Marketing ‘vermin’: Strategies to combat a plague-ridden reputation

sellings rats
Rats.

Not the easiest animal to convince people make good pets, but ones which I’ve found in the four or so years of owning them to be the cheekiest, most playful and surprisingly easiest small pet you could own.

A quick list of their benefits can include:

  1. Unlike Hamsters, Degus and Chinchillas, they’re not nocturnal and so will be awake when you are.
  2. Personality-wise they are a cross between a dog (playful, attentive, loyal) and a cat (wants cuddles/to be stroked, relaxed)
  3. Each rat has their own individual personality that can be developed depending on how you respond/act with them.
  4. Once you’ve gained their trust, they will consistently want your attention/to play/be stroked.
  5. They are very food-orientated as a species. No pet meets ‘the way to your heart is through your stomach’ mantra more than a rat.
  6. They are as clean as cats, especially if you litter-train them.
  7. They eat (or will at least try) pretty much anything (though high fat diet or citrus foods will have negative health effects).
  8. They grind their teeth together when happy (bruxing) and (when really happy/relaxed) they boggle their eyes.
  9. They’re both friendly and independent so bought in pairs or a trio, they will play with themselves when you’re doing other things.
  10. They are ridiculously intelligent. Check out the video below and see some of the many tricks you can teach them.

But, admitting to owning rats as pets does come with some interesting (and occasionally offensive) stereotypes – mainly born out of fear or even sheer ignorance.

rat

  • Assuming my home is filthy because of their presence?
  • Assuming they carry diseases like rabies and the plague (yes, as in the bubonic plague…which was carried by fleas.. not rats..)
  • I even had one classmate warn me that they could escape and attack me and my partner…

Don’t get me wrong, I can semi-understand why some people might find the tails off-putting, or why some may not like the threat of being bitten; but then saying that, you have a threat of being bitten by any pet if you hurt/upset it enough and the tails… well they’re easy to get used to after a while.

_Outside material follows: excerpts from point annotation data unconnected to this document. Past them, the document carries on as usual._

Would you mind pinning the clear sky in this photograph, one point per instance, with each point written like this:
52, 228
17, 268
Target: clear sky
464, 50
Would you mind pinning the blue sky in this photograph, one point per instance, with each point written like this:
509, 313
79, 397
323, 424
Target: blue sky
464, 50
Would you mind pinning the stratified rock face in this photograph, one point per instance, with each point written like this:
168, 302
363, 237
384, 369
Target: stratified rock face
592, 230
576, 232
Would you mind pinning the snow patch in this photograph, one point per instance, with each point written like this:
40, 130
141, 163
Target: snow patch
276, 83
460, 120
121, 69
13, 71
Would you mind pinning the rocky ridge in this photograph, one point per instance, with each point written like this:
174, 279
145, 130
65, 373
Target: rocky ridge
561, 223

My original and aptly-named ‘Rat Pack’ consisted of five boys which I semi-rescued from a woman living in Sheffield (luckily for me she agreed to deliver them on the understanding that I’d pay petrol costs). Ranging in age and temperament from about 6 months and almost feral (never been handled) to approximately a year and a half year old love-bug, they quickly stole my heart, particularly after one of them suffered a stroke/severe fall shortly after arriving and so spent three days cuddled in my pocket so I could feed him medicine mixed in yoghurt every two hours.

The downside to caring for rats (or any rodent) however, is their short lifespan which averages at about 2-3 years, so my original rat pack are now all what is known as ‘over the rainbow bridge’ ie) rattie heaven.

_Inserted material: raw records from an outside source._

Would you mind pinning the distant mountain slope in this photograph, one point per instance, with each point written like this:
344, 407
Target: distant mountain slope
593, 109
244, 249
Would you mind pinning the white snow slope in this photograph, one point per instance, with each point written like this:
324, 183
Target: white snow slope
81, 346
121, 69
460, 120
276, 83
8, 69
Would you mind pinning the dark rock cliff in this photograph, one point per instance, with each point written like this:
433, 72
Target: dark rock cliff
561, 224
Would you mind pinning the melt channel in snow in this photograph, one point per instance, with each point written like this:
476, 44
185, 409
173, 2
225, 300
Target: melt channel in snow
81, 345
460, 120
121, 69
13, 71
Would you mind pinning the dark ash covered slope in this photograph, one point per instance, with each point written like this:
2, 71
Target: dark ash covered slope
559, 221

Houdini (left) and Pebble. My current babies.

Houdini (left) and Pebble. My current babies.

I do however currently have a very licky, very attention-seeking, very food-orientated pair of boys whose faces I couldn’t resist when visiting Pets at Home last November.

*Saying that, I really do not recommend purchasing any small animal from a Pet store, particularly rats, due to the high risk of health or temperament issues that come from those environments – many pet store rats are bred and treated as snake food. Seriously, if you’re a novice or don’t want to risk having to trust train them, buy from trusted breeders; you’ll be saving yourself a lot of stress and hassle.

Very quickly, Houdini and Pebble came home to live – Pebble, named for the colour of his coat and the way he often sleeps (curled up in a ball as if about to do a forward roll), and Houdini who came by his name for the ridiculous speed in which he managed to escape not one but three of the cases I was expected to carry him home in.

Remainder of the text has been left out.